WASHINGTON, D.C.— Today, Senator Tom Harkin (D-IA), Chairman of the Senate Health, Education, Labor, and Pensions (HELP) Committee, delivered the following statement at the HELP Committee hearing on two Equal Employment Opportunity Commission (EEOC) nominees. The EEOC nominees include P. David Lopez, nominated to serve as General Counsel, and Charlotte Burrows, nominated to serve as a Member of the EEOC.
Harkin praised the nominees, urging swift approval and emphasizing the important role the EEOC plays in promoting equality of opportunity in the workplace and enforcing federal laws prohibiting employment discrimination.

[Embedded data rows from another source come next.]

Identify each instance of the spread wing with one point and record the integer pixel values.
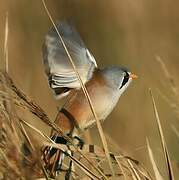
(58, 68)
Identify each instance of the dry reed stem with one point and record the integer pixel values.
(6, 42)
(152, 160)
(162, 138)
(101, 133)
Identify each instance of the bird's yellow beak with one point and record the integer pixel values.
(133, 76)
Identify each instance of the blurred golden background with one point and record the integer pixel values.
(124, 33)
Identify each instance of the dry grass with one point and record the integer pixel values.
(14, 133)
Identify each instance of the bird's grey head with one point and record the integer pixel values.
(117, 78)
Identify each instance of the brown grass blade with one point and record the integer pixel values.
(164, 147)
(152, 160)
(133, 170)
(34, 108)
(49, 142)
(175, 130)
(121, 168)
(6, 42)
(103, 139)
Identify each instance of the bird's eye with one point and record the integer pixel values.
(125, 79)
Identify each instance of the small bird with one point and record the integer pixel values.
(104, 86)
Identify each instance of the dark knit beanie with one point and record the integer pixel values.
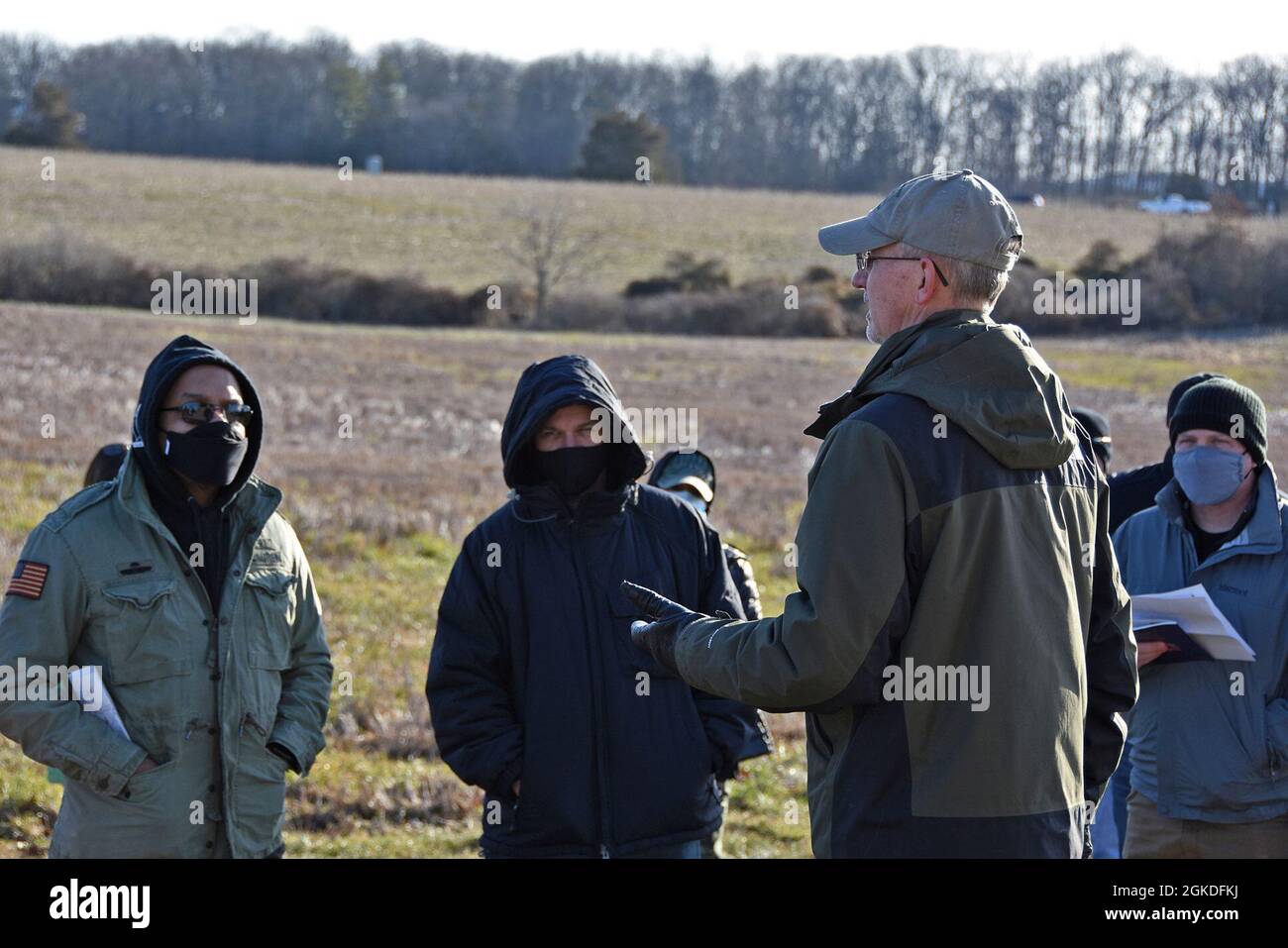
(1220, 404)
(1185, 385)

*Chairman Harkin’s Statement As Prepared for Delivery.*
“Throughout my career I have been guided by the vision of an America that is compassionate, just, and inclusive — a society where the government provides a ladder – or sometimes a ramp – that will give all people equal access to the American dream. But that ladder cannot function properly if there are barriers of discrimination that unfairly limit opportunities for some Americans to fully participate in the social, political, and economic life of this nation.
“Over the last 45 years, we have made great strides towards eliminating discrimination in the workplace. The Civil Rights Act of 1964 prohibited discrimination on the basis of race, sex, national origin and religion. The Age Discrimination in Employment Act, in 1967, prohibited discrimination on the basis of age. The Americans with Disabilities Act, in 1990, and the ADA Amendments Act, in 2008, prohibited discrimination on the basis of disability.
“These important guarantees, however, are only as strong as the agency charged with enforcing them, the EEOC. The EEOC’s mission is simple – to promote equality of opportunity in the workplace and enforce federal laws prohibiting employment discrimination.
“While much progress has been made in recent decades, discrimination in the workplace continues to be all too common. Too many employment decisions are based on insidious stereotypes and prejudices rather than an employee’s talent, ability, and qualifications. Too many hardworking Americans face the harsh reality of getting a pink slip or not being hired at all because of race, sex, national origin, religion, age, disability or some other irrelevant factor.
“The problem is especially pronounced for individuals with disabilities. Less than 30 percent of working-age Americans with disabilities participate in the workforce, and households with an adult member with a disability earn 38.4 percent less than households without an adult member with a disability. These facts make it clear that people with disabilities are still encountering roadblocks, and that the ADA’s goal of economic self-sufficiency has not yet been achieved.
“While I am optimistic that our amendments to the Rehabilitation Act – contained within the Workforce Innovation and Opportunity Act of 2014 – will help us make us make progress in the future, the EEOC will always have an important role to play in combating discrimination and supporting employment opportunities, both for individuals with disabilities and all Americans
“Unfortunately, today’s EEOC faces enormous challenges. The agency has a substantial backlog of almost 71,000 cases. And it takes an average of 267 days to process a discrimination claim. All too often justice delayed is justice denied.
“American workers deserve better, especially in these times of economic turmoil, when discrimination often increases and workers who are victims of discrimination face even greater challenges. Now more than ever, we need strong leadership at the EEOC. The nominees are both extremely well-qualified and have a commitment to public service. They possess the extraordinary skills and experience that will help them advance the EEOC’s mission and ensure proper enforcement of some of our most important laws.
“I look forward to working with Senator Alexander to move these nominees quickly so they can get to work ensuring fairness and equal opportunity for every American worker.”